A decisão enfatiza a necessidade de perícia técnica adequada, preferencialmente por órgãos públicos especializados, como forma de garantir a fidedignidade das evidências eletrônicas. Trata-se de uma afirmação da igualdade processual e do contraditório técnico frente à crescente judicialização de provas digitais.

É imprescindível que se tenha segurança jurídica quanto à origem e ao conteúdo das provas digitais. A ausência de perícia compromete o devido processo legal. (STJ, 5ª Turma)

TSE – COMBATE À DESINFORMAÇÃO ELEITORAL

O Tribunal Superior Eleitoral (TSE) tem desempenhado papel crucial no enfrentamento da desinformação em processos eleitorais, especialmente diante da proliferação de fake news, impulsionamento irregular de conteúdo e uso de robôs para manipulação do debate público.

Nas eleições de 2020 e 2022, o TSE implementou normas específicas para o uso de ferramentas digitais em campanhas eleitorais, firmou acordos com plataformas como Google, Meta e Twitter, e passou a exigir maior transparência algorítmica nas campanhas impulsionadas.

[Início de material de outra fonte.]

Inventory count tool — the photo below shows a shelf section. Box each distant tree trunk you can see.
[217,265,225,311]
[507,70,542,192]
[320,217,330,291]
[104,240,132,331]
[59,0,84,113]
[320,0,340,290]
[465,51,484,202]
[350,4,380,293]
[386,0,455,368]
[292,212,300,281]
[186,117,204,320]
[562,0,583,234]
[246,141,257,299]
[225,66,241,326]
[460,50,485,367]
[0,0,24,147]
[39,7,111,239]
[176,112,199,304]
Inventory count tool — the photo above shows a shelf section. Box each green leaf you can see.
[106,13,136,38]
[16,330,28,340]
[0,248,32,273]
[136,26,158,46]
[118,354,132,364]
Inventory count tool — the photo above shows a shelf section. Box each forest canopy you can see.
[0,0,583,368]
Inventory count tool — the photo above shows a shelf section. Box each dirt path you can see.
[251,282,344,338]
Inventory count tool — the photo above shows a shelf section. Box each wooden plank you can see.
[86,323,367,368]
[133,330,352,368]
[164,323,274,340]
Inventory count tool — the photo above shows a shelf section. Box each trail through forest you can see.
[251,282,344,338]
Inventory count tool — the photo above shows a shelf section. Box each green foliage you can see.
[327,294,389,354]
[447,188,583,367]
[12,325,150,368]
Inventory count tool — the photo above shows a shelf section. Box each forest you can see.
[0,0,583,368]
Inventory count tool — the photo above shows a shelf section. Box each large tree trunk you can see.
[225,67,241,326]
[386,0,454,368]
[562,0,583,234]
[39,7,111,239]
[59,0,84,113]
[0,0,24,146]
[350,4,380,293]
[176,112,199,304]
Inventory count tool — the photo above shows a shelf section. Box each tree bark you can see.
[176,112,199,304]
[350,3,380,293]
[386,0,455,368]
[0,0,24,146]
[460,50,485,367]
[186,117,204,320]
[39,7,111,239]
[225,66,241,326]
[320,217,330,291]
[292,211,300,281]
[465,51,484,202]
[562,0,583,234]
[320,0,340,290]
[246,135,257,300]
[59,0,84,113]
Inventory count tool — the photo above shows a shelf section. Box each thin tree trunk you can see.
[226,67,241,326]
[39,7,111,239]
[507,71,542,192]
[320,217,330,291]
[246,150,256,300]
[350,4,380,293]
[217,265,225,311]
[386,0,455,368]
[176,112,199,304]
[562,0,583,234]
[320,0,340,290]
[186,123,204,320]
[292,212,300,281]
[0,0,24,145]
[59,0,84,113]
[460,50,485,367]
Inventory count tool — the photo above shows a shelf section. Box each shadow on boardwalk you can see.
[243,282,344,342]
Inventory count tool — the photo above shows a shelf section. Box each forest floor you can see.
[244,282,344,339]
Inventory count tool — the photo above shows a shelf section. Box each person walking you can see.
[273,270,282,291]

Além disso, criou canais de denúncia e adotou medidas de resposta rápida a conteúdos fraudulentos com potencial de comprometer a legitimidade do processo eleitoral. Tais ações representam uma tentativa institucional de garantir que a liberdade de expressão não se transforme em escudo para práticas antidemocráticas e desinformativas.

INICIATIVAS INTERNACIONAIS RELEVANTES

UNIÃO EUROPEIA – AI ACT E GDPR

A União Europeia é atualmente o principal expoente global na regulação dos direitos digitais, com destaque para dois instrumentos normativos emblemáticos:

GDPR (General Data Protection Regulation): em vigor desde 2018, estabelece obrigações rigorosas para o tratamento de dados pessoais, com princípios como minimização, finalidade, transparência e segurança. Reconhece amplos direitos aos titulares, incluindo portabilidade, acesso, retificação e oposição.

AI Act (em tramitação): proposta pioneira para regular a inteligência artificial com base em risco, categorizando sistemas como proibidos, de alto risco, ou de baixo risco. Exige auditorias, explicabilidade, avaliação de impacto e supervisão humana para aplicações críticas.

Esses marcos demonstram uma abordagem constitucional europeia que coloca a dignidade humana no centro da inovação tecnológica, impondo limites jurídicos ao uso indiscriminado da IA.

ESTADOS UNIDOS – CARPENTER V. UNITED STATES

Em 2018, a Suprema Corte dos Estados Unidos, no caso Carpenter v. United States, decidiu que a obtenção de registros de localização de celular por autoridades policiais sem mandado judicial viola a Quarta Emenda da Constituição Americana, que protege contra buscas e apreensões injustificadas.

O caso envolvia a obtenção, por parte do FBI, de mais de 12 mil registros de localização de um suspeito ao longo de 127 dias. A Corte considerou que tais dados revelam padrões profundos de vida privada e movimentação, o que exige controle judicial rigoroso.

“Permitir o acesso sem mandado judicial seria permitir uma vigilância em massa sem precedentes.” (Chief Justice Roberts)

A decisão é considerada paradigmática na adaptação dos direitos constitucionais norte-americanos à realidade digital, reatualizando a interpretação da Quarta Emenda para além dos bens físicos.

ÍNDIA – PUTTASWAMY V. UNION OF ÍNDIA

Em 2017, a Suprema Corte da Índia proferiu uma decisão histórica no caso Justice K.S. Puttaswamy (Retd.) v. Union of India, declarando que a privacidade é um direito fundamental protegido pela Constituição indiana, apesar de este não constar de forma explícita no texto constitucional.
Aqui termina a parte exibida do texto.